I looked into Progressive Dispensationalism briefly 20+ years ago, didn’t find it remotely compelling, and haven’t felt a need to revisit it. I might be missing something, but life is short, and I kinda don’t think so. It seemed to me at the time that PD was something of a mediating position between Covenant Theology and classic dispensationalism, and I don’t think the weaknesses of dispensationalism lie in that direction. The problem is that dispensationalists don’t read literally enough.
That sounds weird, but it’s true. A dispensationalist sounds like a wooden literalist when he’s standing next to, say, Ken Gentry talking about Matthew 24, or Richard Gaffin talking up the Church as the new Israel. But stand that same dispensationalist next to Jim Reitman talking about Abraham’s children in Galatians, and see what happens. The problem with dispensationalists isn’t so much hermeneutics as a failure of nerve: they won’t apply their own hermeneutic consistently in places where the Scriptures don’t perfectly match the system.
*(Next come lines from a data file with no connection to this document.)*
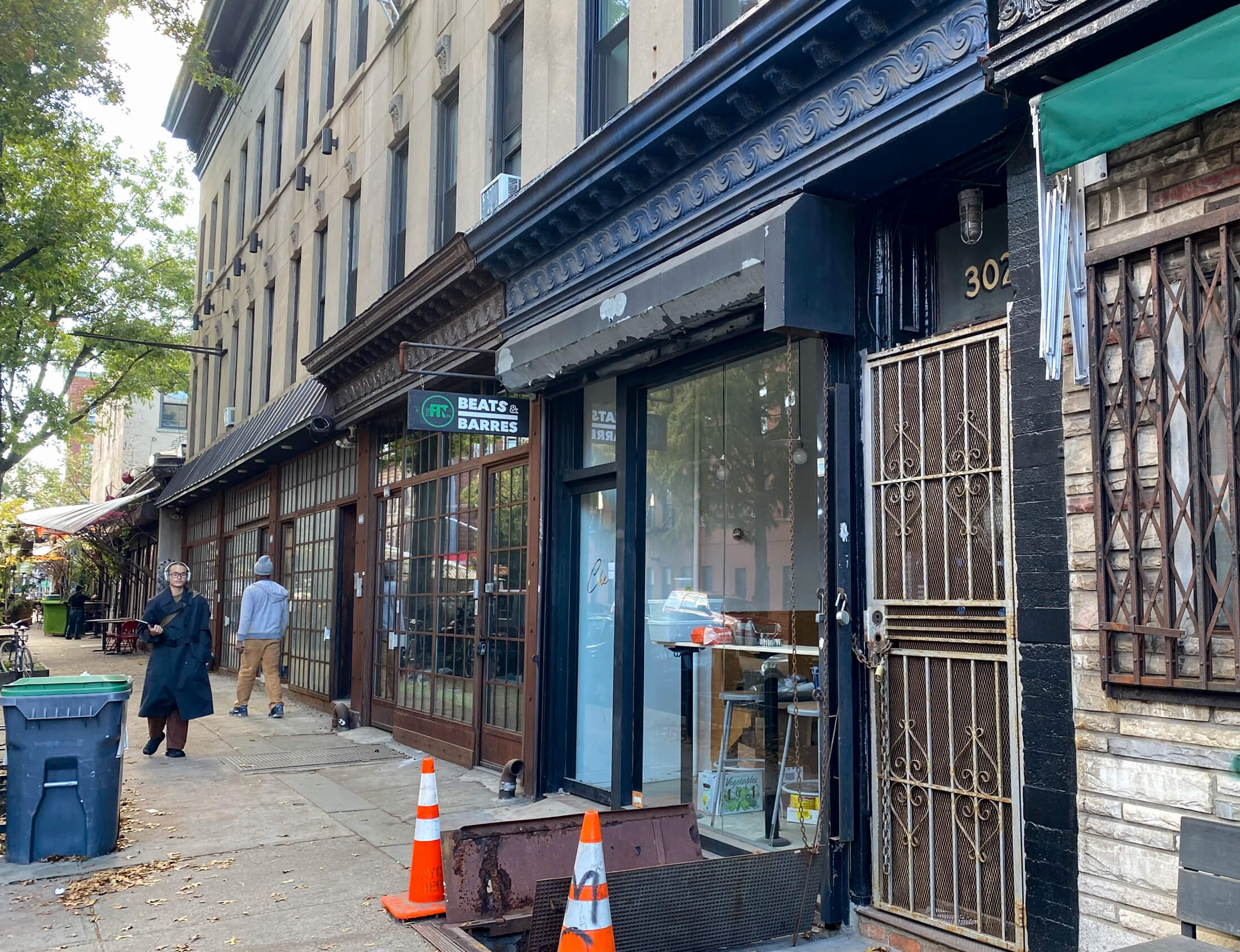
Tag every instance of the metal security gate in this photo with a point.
(940, 636)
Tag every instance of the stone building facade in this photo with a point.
(1146, 758)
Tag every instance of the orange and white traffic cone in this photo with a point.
(427, 867)
(588, 915)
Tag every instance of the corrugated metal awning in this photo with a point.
(289, 414)
(69, 520)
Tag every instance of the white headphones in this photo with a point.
(189, 572)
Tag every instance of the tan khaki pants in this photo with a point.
(255, 651)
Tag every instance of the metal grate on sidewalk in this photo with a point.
(312, 759)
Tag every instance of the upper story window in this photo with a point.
(259, 149)
(304, 92)
(329, 56)
(445, 170)
(1163, 376)
(361, 30)
(243, 169)
(398, 212)
(711, 17)
(278, 135)
(608, 56)
(510, 63)
(352, 240)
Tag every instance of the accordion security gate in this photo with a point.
(940, 619)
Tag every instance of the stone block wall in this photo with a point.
(1141, 765)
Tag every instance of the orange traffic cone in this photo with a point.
(427, 867)
(588, 915)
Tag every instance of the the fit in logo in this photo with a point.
(438, 412)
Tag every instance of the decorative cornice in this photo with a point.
(383, 380)
(1016, 13)
(950, 42)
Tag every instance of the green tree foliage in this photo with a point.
(107, 262)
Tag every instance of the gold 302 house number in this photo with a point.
(993, 274)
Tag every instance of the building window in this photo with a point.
(269, 322)
(352, 238)
(174, 411)
(249, 381)
(241, 195)
(259, 147)
(329, 57)
(715, 15)
(304, 92)
(278, 135)
(445, 170)
(224, 231)
(320, 285)
(1163, 377)
(608, 61)
(510, 59)
(294, 318)
(398, 212)
(215, 221)
(361, 32)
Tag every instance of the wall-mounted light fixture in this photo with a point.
(970, 215)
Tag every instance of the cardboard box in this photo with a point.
(742, 786)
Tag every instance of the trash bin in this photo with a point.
(56, 617)
(66, 745)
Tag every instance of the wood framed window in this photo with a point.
(1164, 364)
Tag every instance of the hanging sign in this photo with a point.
(468, 413)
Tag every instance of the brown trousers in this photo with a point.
(174, 727)
(255, 651)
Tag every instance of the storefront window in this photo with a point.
(599, 422)
(727, 650)
(596, 644)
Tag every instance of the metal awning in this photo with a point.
(300, 418)
(69, 520)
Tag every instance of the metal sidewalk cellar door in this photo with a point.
(940, 636)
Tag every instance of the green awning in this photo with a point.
(1176, 79)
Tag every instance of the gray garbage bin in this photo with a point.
(66, 745)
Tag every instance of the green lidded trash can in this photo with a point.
(56, 617)
(66, 747)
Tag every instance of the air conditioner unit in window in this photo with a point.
(498, 191)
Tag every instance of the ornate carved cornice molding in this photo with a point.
(953, 41)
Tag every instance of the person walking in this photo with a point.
(264, 615)
(176, 688)
(77, 615)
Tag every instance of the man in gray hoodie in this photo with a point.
(264, 615)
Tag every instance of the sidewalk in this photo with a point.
(283, 862)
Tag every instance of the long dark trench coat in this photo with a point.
(176, 675)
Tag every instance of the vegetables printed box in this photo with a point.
(742, 791)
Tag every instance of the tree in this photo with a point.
(108, 263)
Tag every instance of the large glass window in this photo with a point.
(727, 651)
(596, 636)
(609, 61)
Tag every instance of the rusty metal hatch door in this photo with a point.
(940, 632)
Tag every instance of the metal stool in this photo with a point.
(803, 710)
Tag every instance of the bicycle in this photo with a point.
(14, 651)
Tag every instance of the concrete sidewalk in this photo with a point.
(283, 862)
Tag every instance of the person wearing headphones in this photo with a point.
(176, 688)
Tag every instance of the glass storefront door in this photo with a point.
(596, 636)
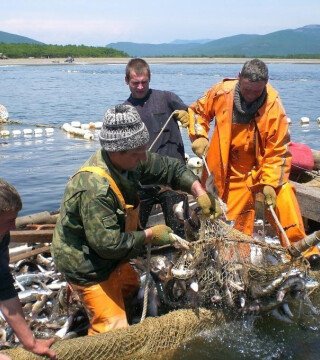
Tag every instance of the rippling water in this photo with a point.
(40, 166)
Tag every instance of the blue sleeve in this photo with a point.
(7, 290)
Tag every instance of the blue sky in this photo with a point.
(99, 22)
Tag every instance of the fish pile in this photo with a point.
(51, 309)
(225, 269)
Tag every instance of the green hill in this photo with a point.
(304, 41)
(8, 38)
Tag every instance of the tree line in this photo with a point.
(57, 51)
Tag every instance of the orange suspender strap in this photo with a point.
(98, 170)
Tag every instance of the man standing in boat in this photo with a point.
(96, 232)
(154, 108)
(248, 152)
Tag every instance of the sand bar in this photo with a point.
(151, 60)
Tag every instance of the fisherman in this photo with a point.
(10, 306)
(154, 108)
(248, 152)
(96, 232)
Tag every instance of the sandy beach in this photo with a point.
(151, 60)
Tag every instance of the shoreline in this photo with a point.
(150, 60)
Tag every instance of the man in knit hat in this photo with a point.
(96, 233)
(248, 152)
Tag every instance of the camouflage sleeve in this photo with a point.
(164, 170)
(104, 224)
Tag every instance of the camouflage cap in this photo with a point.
(123, 129)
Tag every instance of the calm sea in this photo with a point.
(40, 166)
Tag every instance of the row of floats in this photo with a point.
(84, 130)
(27, 132)
(87, 130)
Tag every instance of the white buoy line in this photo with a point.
(27, 132)
(86, 130)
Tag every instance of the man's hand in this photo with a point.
(183, 117)
(161, 235)
(209, 205)
(42, 347)
(270, 196)
(200, 146)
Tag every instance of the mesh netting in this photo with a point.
(223, 269)
(141, 341)
(227, 268)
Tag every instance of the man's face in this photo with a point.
(251, 90)
(8, 221)
(138, 84)
(128, 160)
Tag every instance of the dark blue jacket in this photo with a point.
(154, 111)
(7, 290)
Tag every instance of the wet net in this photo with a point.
(226, 268)
(223, 274)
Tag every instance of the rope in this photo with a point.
(161, 131)
(146, 288)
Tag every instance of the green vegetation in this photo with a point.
(57, 51)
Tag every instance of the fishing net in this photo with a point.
(141, 341)
(223, 274)
(229, 269)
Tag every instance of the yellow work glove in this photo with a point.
(209, 205)
(182, 116)
(160, 235)
(200, 146)
(270, 196)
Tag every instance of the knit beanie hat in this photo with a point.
(123, 129)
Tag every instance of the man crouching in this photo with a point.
(96, 233)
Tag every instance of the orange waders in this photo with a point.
(239, 194)
(105, 301)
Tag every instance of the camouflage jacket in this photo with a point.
(89, 239)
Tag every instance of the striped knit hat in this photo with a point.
(123, 129)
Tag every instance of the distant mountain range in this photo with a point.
(283, 43)
(8, 38)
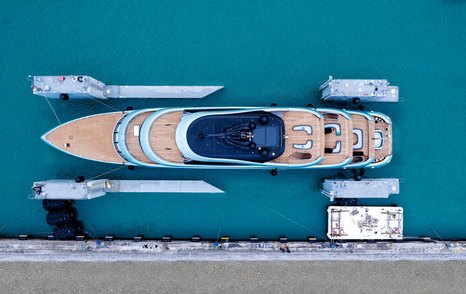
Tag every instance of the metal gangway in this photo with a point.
(72, 190)
(86, 87)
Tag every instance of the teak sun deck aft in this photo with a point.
(235, 137)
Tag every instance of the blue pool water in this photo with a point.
(262, 52)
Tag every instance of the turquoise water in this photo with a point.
(262, 52)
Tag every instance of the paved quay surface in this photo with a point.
(233, 277)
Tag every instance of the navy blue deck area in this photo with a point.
(254, 136)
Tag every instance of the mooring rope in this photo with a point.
(53, 110)
(105, 104)
(293, 221)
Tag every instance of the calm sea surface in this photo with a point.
(262, 52)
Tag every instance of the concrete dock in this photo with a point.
(234, 277)
(128, 250)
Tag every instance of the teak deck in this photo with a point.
(89, 137)
(162, 136)
(367, 127)
(346, 139)
(387, 144)
(132, 141)
(298, 118)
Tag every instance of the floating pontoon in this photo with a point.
(365, 223)
(365, 188)
(86, 87)
(70, 190)
(358, 90)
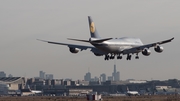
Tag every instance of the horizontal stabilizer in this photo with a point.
(78, 40)
(101, 40)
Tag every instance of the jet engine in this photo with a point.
(73, 50)
(158, 49)
(97, 54)
(146, 52)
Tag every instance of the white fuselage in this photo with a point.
(117, 45)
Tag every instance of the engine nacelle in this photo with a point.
(97, 54)
(158, 49)
(73, 50)
(146, 52)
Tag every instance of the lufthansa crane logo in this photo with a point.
(92, 27)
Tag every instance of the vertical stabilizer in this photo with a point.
(92, 28)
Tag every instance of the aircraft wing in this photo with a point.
(81, 47)
(138, 49)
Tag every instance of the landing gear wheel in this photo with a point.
(128, 57)
(137, 57)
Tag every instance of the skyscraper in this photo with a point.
(116, 75)
(49, 76)
(103, 77)
(42, 74)
(2, 74)
(87, 77)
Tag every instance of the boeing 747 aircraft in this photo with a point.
(111, 47)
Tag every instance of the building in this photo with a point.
(49, 76)
(2, 74)
(110, 78)
(87, 77)
(42, 74)
(103, 77)
(116, 75)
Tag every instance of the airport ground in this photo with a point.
(121, 98)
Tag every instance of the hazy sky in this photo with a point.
(22, 22)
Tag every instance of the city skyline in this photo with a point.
(24, 22)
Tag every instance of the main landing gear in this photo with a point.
(128, 57)
(107, 57)
(112, 56)
(137, 57)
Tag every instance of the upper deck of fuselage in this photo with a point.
(124, 41)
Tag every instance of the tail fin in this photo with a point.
(92, 28)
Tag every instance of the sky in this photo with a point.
(22, 22)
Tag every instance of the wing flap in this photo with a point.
(140, 48)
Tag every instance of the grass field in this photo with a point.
(123, 98)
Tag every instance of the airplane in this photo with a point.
(132, 93)
(111, 47)
(34, 91)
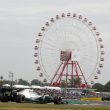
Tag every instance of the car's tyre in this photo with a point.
(20, 98)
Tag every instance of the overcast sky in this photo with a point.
(21, 20)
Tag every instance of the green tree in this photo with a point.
(22, 82)
(107, 87)
(75, 81)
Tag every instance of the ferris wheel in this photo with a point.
(68, 46)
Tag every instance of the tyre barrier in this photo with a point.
(105, 98)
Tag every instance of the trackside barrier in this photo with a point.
(91, 99)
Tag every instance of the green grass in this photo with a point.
(29, 106)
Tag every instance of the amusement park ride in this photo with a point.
(69, 46)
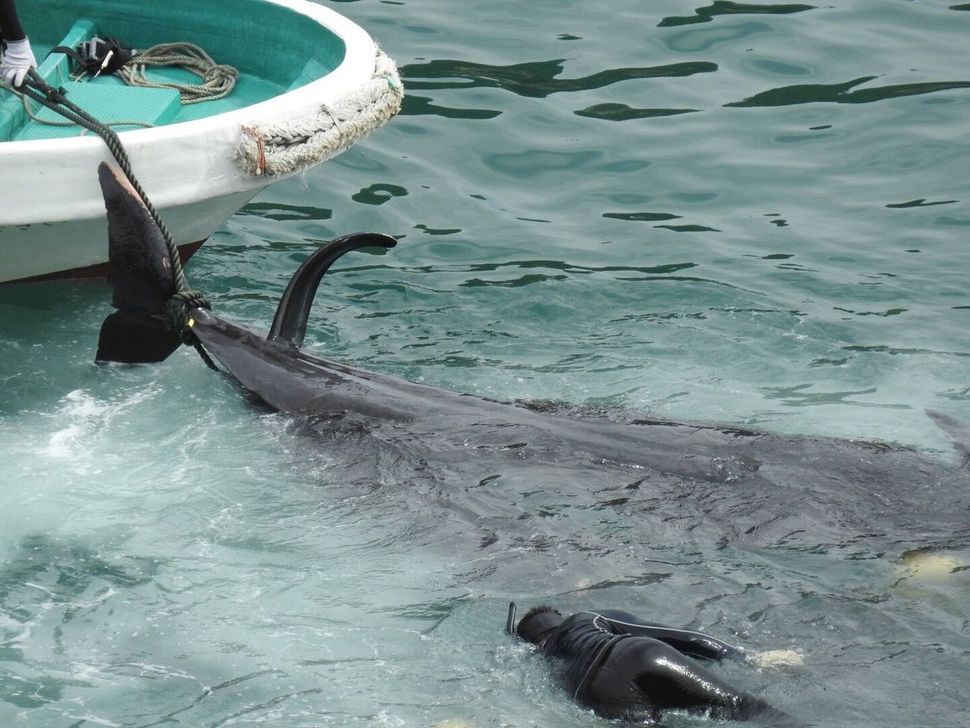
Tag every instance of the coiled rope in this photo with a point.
(218, 80)
(56, 100)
At the end of the day, dispensationalism is a bit like Calvinism — a clever system that takes in some genuinely biblical insights and was God’s gift for a particular historical moment, but can’t be organically generated from the text, and has to flatly contradict Scripture occasionally in order to keep the system going. The biblical insights are well worth keeping, but why try to digest the whole carcass when we can loot the corpse and move on?
One of the major sticky points is the Kingdom of God. Classic dispensationalists tend to hold that there is no present reality to the Kingdom of God because the lion is not presently lying down with the lamb and Jesus is not sitting on David’s literal throne. Against that, I note that Jesus Himself said “if I cast out demons by the finger of God, then the Kingdom of God has come upon you.” Has come. The lion wasn’t lying down with the lamb then either, but Jesus still said what He said.
The lion really will lay down with the lamb, and Jesus really will sit on David’s literal throne when the Kingdom has come in its fullness. By speaking of the Kingdom as a present reality in His own time, Jesus forces us to acknowledge that it’s possible for the Kingdom to be truly present without being fully present in its final consummation — and what good news that is! Jesus is King now. If He is ruling within the reach of my arm, then His Kingdom is here now.
So with (say) a guy like Grant Hawley (whose book I recommend reading, even though I heartily disagree in spots), I find I agree with him far more than not when it comes to particulars like our present relationship to the covenant with Noah, our relationship to the Law, the future of Israel, and so on. However, the bubbles-on-a-string dispensational charts don’t represent those truths well; they tend to emphasize the discontinuity at the expense of things that really do continue. Our discontinuous relationship with the Law is based on our continuous relationship with Abraham and the (Noahide) priesthood of Melchizedek expressed in our older Brother Jesus (as the book of Hebrews elegantly explains). It’s all One Story, and a lot of the power to read our present circumstances in biblical categories comes from being able to see it as all a single story with motifs and themes that repeat, but like themes in music or dance — never exactly the same. In biblical studies, typology is not first and foremost a feature of literary texts; it is a philosophy of history. Typology in the real world is a mark of authorship, and the world is being authored by the same God who wrote the biblical texts.
In the nature of the case, you can always claim that this instance of the motif is different from the others, because something about it always will be different. The head-crushing women of Judges, David taking on Goliath, and Jesus crushing the serpent’s head are all quite different in certain respects, but the differences are not the most important thing about them.